🎭 Velvet Sundown: A Band That Isn’t a Band?
AI continues to shake up the creative world… and not just in theory.
Recently, a band called Velvet Sundown made headlines. With over 1.5 million Spotify listeners and a polished aesthetic, it looked like a breakout indie band. But here’s the twist: it’s fully AI-generated. Music, vocals, visuals… the whole thing.

Launched as a self-described “art hoax,” the project was designed to question authorship, identity, and creativity in the machine age. Andrew Frelon, the human assumed to behind the curtain, explained that the band is “a synthetic music project guided by human creative direction, and composed, voiced, and visualized with the aid of artificial intelligence.”
Their tagline?
“Not quite human. Not quite machine.”
It’s provocative stuff. Especially for those of us who’ve been making music the long, slow, imperfect human way for years.
💬 A Lyric I Keep Coming Back To…
Last month, I shared a song I’d written called “Too Much Juice.”
It playfully parodies our band personas: Luddite Lote, Slippery Slope Sly, and Juiced-Up Jawny (that’s me). One of the lines in that song that keeps echoing back louder to me these days is:
“If it hits the heart… does it matter what’s machine?”
Maybe Velvet Sundown just answered that question.
Or maybe they made it more complicated.
Because while many of us struggle to break 10,000 streams, their fully AI-generated band hit 1.5 million in a matter of weeks.
And remember… this is the worst this technology will ever be.
🛠️ From Consultant to Creator: AI as a Force Multiplier
Before I really started using AI for music, I was already working with it in my consulting business/practice.
Earlier this year, for a client, I led a project that reimagined an entire divisional org structure and operating model… something that would’ve taken a small team at least 2/3 months. With AI, I got it done solo in less than 4 weeks.
Not because AI did the work for me.
Because I used it in such a way that I was able to multiply my thinking—research, ideas, planning, clarity. What I call a “Force Multiplier”… Like a giant lever for my mind…
So when Sly introduced me to Suno AI in March, I already had a framework for using AI not as a gimmick, but as a creative co-pilot and partner.
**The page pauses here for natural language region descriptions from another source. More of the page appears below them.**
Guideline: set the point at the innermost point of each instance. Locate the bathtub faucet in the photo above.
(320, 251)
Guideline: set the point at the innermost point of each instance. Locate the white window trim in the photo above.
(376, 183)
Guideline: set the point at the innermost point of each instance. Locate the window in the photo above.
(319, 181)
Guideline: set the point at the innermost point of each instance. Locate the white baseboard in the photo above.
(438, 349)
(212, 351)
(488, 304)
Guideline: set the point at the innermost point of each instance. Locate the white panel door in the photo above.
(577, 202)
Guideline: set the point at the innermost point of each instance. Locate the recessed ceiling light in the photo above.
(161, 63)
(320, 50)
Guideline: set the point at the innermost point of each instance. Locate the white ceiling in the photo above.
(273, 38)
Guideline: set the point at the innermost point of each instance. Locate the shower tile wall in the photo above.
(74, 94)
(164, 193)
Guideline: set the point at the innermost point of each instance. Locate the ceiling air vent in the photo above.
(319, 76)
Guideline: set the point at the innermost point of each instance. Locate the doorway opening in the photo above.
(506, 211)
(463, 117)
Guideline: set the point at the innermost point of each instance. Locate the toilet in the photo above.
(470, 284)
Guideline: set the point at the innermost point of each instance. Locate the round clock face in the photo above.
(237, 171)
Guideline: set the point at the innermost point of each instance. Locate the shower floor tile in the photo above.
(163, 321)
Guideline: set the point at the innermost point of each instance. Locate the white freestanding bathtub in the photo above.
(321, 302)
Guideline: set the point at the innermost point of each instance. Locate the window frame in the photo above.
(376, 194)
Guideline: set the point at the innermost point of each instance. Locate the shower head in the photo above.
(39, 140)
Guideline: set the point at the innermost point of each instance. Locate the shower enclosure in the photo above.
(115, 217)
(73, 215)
🎼 Building Songs with AI (Not Just Clicking “Generate”)
Let me be clear. I was not interested in a “push a button, get a hit” scenario. I wanted to see if this AI could be used as a serious tool that was able to produce results in a creative endeavor. I brought the same structure I used in consulting practice into my songwriting process. It looked something like this:
My AI Songwriting Framework (ChatGPT; Perplexity AI, Notebook LM, Suno)
1. Start with a theme (often social commentary)
2. Research deeply
3. Build a word/phrase cloud
4. Map the emotional and structural arc
5. Establish rhyme schemes
6. Write lyrics—iteratively—with my AI partner (JAI, short for JawnyAI)
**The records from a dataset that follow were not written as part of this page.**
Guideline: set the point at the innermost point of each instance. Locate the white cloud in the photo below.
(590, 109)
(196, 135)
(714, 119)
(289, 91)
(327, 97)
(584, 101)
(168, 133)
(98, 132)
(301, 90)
7. Generate music with Suno, adjusting prompts until something clicked
I estimate that each song took about 8–10 hours to complete.
Definitely faster than our usual SixFootStilts process… but no less intentional.
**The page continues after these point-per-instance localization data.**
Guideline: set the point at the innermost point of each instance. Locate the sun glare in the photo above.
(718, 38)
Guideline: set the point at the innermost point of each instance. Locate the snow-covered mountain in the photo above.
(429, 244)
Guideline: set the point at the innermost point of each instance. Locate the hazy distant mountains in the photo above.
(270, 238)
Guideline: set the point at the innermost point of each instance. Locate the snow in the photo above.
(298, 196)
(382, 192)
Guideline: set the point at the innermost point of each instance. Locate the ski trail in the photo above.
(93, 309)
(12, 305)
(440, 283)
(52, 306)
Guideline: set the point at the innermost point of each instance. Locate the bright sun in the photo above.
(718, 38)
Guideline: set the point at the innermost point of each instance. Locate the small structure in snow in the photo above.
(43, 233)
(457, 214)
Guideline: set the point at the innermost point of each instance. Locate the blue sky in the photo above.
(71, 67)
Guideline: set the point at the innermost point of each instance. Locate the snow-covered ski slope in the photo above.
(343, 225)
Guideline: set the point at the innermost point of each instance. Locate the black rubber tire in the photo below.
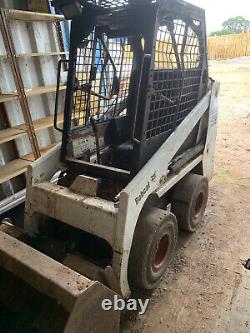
(153, 248)
(189, 201)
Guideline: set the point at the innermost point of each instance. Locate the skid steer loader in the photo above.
(104, 207)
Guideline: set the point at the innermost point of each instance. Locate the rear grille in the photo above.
(176, 78)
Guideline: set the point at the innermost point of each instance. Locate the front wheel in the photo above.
(153, 248)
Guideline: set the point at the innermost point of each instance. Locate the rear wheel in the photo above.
(153, 248)
(189, 201)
📻 Introducing: Signal & Soul by jΔwnΞx
This became a new side project for me and frankly I was a little obsessive about it!
Under the name jΔwnΞx (a fusion of me and JAI, my AI songwriting partners) I/we created enough songs to be able to put a playlist called Signal & Soul…
IMO, all the tracks are solid.
Some surprised me.
And a few, I’ll admit, moved me more than I expected.
Here’s the link to the Signal & Soul playlist on Suno:
Take a listen. Let the songs hit your ears. And let your heart be the judge.
🤖 This Is Just One Voice…
What you’ve read here is my experience.
One lens. One experiment.
But it’s not the whole story.
Lote, our poetic compass and philosophical anchor has agreed to and is working on his own blog article now about AI in the creative space. And I suspect it’ll offer a very different take. I don’t think he is against using AI, just not using it in the creative process. I think he is more interested in what might be lost: the nuance, the mystery, the sacred struggle of making something from nothing.
I also believe whole heartedly that this perspective must continue to be part of the creative equation…
That’s the beauty of being in a band like SixFootStilts.
We don’t need to agree, we just need to respect each other’s perspectives and stay in the conversation.
So stay tuned for his post. If this one was about acceleration, his might be about slowing things down or maybe reckoning…
🌀 One Last Question
If this is the worst AI will ever be…
What does the future hold?
And more importantly… how close is it?